LOS ANGELES — The effort to legalize sports betting in California ran headlong into a typical challenge for competing ballot measures as each was battered in a torrent of negative advertising that doomed both to spectacular failure in the most expensive ballot race in U.S. history.
Anytime voters face two measures at odds with each other, they tend to reject both, said professor David McCuan, chairman of the political science department at Sonoma State University.
“Whenever we have dueling ballot measures, and the competitors have an arsenal of dollars … the competitors will go nuclear. And in a nuclear war everybody loses,” McCuan said. “The most powerful money in California politics is on the ‘No’ side of ballot measures.”
The result was a pasting at the polls for both.
With about 5.5 million votes counted Thursday, more than 80% of voters rejected an effort by the gaming industry that would have allowed online and phone wagers on sports. A measure supported by Native American tribes that would have let gamblers place sports bets at tribal casinos and four horse tracks was opposed by 70% of voters.
But the result of Tuesday’s election is not a doomsday scenario for sports betting in California. With what could be a multibillion dollar market in the nation’s most populous state, there’s simply too much at stake for supporters to give up.
More than 30 other states now allow sports betting, but Californians are limited to playing slot machines, poker and other games at Native American casinos, and wagering at horse tracks, card rooms and the state lottery.

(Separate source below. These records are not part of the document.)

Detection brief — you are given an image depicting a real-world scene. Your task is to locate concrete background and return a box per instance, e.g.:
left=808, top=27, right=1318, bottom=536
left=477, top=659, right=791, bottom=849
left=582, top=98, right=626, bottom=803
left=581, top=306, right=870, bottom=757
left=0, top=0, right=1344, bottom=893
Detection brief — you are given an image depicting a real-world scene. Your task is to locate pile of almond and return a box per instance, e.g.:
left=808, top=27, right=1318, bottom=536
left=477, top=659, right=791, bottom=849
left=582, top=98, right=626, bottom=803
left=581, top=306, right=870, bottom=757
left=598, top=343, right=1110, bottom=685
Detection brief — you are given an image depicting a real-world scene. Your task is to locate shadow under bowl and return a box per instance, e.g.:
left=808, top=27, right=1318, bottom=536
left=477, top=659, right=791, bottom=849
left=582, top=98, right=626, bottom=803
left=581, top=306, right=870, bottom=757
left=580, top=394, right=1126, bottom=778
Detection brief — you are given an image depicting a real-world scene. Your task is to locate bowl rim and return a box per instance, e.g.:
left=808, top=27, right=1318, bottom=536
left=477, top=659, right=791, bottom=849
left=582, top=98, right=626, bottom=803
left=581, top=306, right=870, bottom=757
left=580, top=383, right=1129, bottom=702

Becky Harris, distinguished fellow at the International Gaming Institute at the University of Nevada, Las Vegas, said legalizing sports gambling is inevitable, but it’s too soon to tell how it will unfold in California.
After the U.S. Supreme Court allowed sports betting in 2018, states such as West Virginia and New Jersey were quick to legalize it and establish a regulatory structure while others like Massachusetts took several years to work it out legislatively, Harris said.
“I do think sports wagering is imminent, but how involved the Legislature chooses to get is yet to be determined as the voters are clearly not liking what they’re seeing so far,” Harris said.
Supporters of both measures said they were reevaluating how to bring sports gambling to the Golden State and wouldn’t discuss whether they would seek a legislative path or appeal directly to voters again.
The campaign in support of online wagering reaffirmed its commitment to expand sports betting in California.